Ивонне провели в комнату этого неутомимого старика; тот, зная, что прибыл гонец, ждал его, приподнявшись на локте в постели.
Заслышав шаги Ивонне, он, со своей обычной грубостью, приказал:
— Ну, подойди поближе, мошенник.
Для обид было не время: Ивонне подошел.
— Ближе, ближе, — сказал коннетабль, — чтобы я видел твои глаза, негодяй! Я люблю видеть тех, с кем говорю.
Ивонне подошел к самой кровати.
— Я здесь, монсеньер, — сказал он.
— А-а, ты тут?! Хорошо.
Он взял лампу и стал рассматривать молодого человека; впечатление от осмотра, судя по выражению лица коннетабля, было неблагоприятным.
— Где-то я уже видел этого щеголя, — сказал он, говоря сам с собой. Потом, обращаясь к Ивонне, он воскликнул:
— Мне что, еще вспоминать надо, где я тебя видел, мошенник?! Немедленно говори! Ты-то должен помнить!
— А почему я об этом должен помнить лучше вас, монсеньер? — спросил Ивонне, не удержавшись от искушения в свою очередь задать вопрос коннетаблю.
— Потому, — ответил старый вояка, — что ты мог случайно один раз видеть коннетабля Франции, а я кучу таких плутов, как ты, вижу каждый день!
— Это правда, монсеньер, — ответил Ивонне. — Ну, так вы видели меня у короля.
— Как у короля? — воскликнул коннетабль. — Ты что, у короля бываешь?
— Во всяком случае, в тот день, когда я имел честь вас там видеть, господин коннетабль, я там был, — ответил Ивонне с самой изысканной вежливостью.
— Гм, припоминаю, в самом деле: ты был с молодым офицером, приехавшим к королю с поручением от моего племянника…

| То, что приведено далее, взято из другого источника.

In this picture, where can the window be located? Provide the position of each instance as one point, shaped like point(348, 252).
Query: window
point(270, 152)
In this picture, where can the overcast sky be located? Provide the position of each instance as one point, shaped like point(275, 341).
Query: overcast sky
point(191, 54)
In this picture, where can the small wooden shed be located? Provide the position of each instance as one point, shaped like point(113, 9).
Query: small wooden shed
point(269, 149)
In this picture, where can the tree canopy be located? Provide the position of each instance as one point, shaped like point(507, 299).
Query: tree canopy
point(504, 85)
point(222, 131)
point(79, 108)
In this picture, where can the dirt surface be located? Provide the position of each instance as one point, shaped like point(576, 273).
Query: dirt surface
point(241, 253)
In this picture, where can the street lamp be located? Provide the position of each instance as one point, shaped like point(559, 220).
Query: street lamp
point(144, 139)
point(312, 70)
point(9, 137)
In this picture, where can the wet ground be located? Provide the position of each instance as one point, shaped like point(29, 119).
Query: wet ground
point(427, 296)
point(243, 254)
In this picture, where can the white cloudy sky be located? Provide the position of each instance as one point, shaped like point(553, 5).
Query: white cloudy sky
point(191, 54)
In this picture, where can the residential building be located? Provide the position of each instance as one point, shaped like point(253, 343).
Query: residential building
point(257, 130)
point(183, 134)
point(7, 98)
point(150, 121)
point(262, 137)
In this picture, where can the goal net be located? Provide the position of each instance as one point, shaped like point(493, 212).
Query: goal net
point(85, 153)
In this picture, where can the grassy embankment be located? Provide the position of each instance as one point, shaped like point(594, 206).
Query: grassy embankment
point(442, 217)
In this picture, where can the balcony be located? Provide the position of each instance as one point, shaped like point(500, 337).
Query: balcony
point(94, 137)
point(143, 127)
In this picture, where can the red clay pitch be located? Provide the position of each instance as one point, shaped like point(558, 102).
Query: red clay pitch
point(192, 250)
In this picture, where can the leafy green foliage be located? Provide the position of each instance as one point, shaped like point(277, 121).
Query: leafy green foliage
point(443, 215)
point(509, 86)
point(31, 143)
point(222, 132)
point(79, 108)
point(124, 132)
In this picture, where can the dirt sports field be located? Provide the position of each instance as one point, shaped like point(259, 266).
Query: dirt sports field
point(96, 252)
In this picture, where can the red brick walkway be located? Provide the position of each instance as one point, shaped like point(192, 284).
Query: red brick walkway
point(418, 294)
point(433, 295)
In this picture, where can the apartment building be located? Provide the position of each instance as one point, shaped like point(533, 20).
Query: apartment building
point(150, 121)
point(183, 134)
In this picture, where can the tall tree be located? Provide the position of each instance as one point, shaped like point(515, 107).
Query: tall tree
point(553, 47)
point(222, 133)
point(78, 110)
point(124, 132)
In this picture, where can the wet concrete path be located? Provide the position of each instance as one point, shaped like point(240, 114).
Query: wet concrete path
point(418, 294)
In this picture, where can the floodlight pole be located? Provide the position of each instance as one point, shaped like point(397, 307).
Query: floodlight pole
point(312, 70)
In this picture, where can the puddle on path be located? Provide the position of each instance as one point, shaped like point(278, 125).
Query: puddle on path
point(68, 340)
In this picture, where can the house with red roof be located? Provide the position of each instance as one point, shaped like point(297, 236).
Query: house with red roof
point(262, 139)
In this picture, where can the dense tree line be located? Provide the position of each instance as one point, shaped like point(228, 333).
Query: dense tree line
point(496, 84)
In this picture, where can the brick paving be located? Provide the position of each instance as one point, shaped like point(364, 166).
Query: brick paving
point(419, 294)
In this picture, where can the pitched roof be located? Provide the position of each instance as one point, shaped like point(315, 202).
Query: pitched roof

— С господином де Телиньи.
— Да, верно, — сказал коннетабль. — Ну как там, все хорошо?
— Наоборот, монсеньер, все плохо!
— Как плохо! Ты думай что говоришь, мошенник!
— Я говорю чистую правду, монсеньер! Позавчера, во время вылазки в предместье Иль, мы потеряли шестьдесят человек убитыми и ранеными. Вчера при попытке захватить испанский пост перед воротами Ремикур мы потеряли пятнадцать кавалеристов из роты дофина и их лейтенанта господина де Телиньи…
— Телиньи?! — прервал его коннетабль, который считал себя неуязвимым, выйдя невредимым из стольких битв и стычек. — Телиньи дал себя убить?! Ну и глупец!.. Дальше?
— А дальше, господин коннетабль, вот письмо господина адмирала: он просит скорейшего подкрепления.
— С этого нужно было начинать, болван! — воскликнул коннетабль, вырывая письмо из рук Ивонне.
И он стал его читать, прерываясь, по своему обыкновению, чтобы отдать приказы:
— «Я буду удерживать предместье Иль так долго, как только смогу…»
И хорошо сделаете, черт возьми!.. Пусть мне позовут господина Дандело!
«… поскольку с высоты предместья одна батарея артиллерии может смести крепостную стену Ремикур по всей длине, от Водяной башни до Красной…»
Позвать сюда маршала де Сент-Андре!
«… но, чтобы удержать предместье Иль и другие опорные пункты, которым угрожает противник, мне нужно подкрепление, по меньшей мере, в две тысячи человек, тогда как в действительности я располагаю пятьюстами — шестьюстами…»
Черт возьми! Я ему пошлю четыре тысячи!.. Пусть придет господин герцог Энгиенский!.. По какому праву эти господа спят, если я уже проснулся?.. Немедленно сюда герцога Энгиенского!.. Посмотрим, что там еще твердит одно и то же мой племянник?
«Уменя только шестнадцать стволов артиллерии и всего сорок канониров, аркебуз — пятьдесят или шестьдесят; наконец, боеприпасов — на две недели, а продовольствия — на три недели…»
— Как, это все правда, что он пишет? — воскликнул коннетабль.
— Совершенная правда, монсеньер! — учтиво ответил Ивонне.
— И в самом деле, посмотрел бы я, как ничтожество, вроде тебя, опровергает слова моего племянника!.. Гм!
И коннетабль свирепо посмотрел на Ивонне. Ивонне поклонился и сделал три шага назад.
— Ты что пятишься? — спросил коннетабль.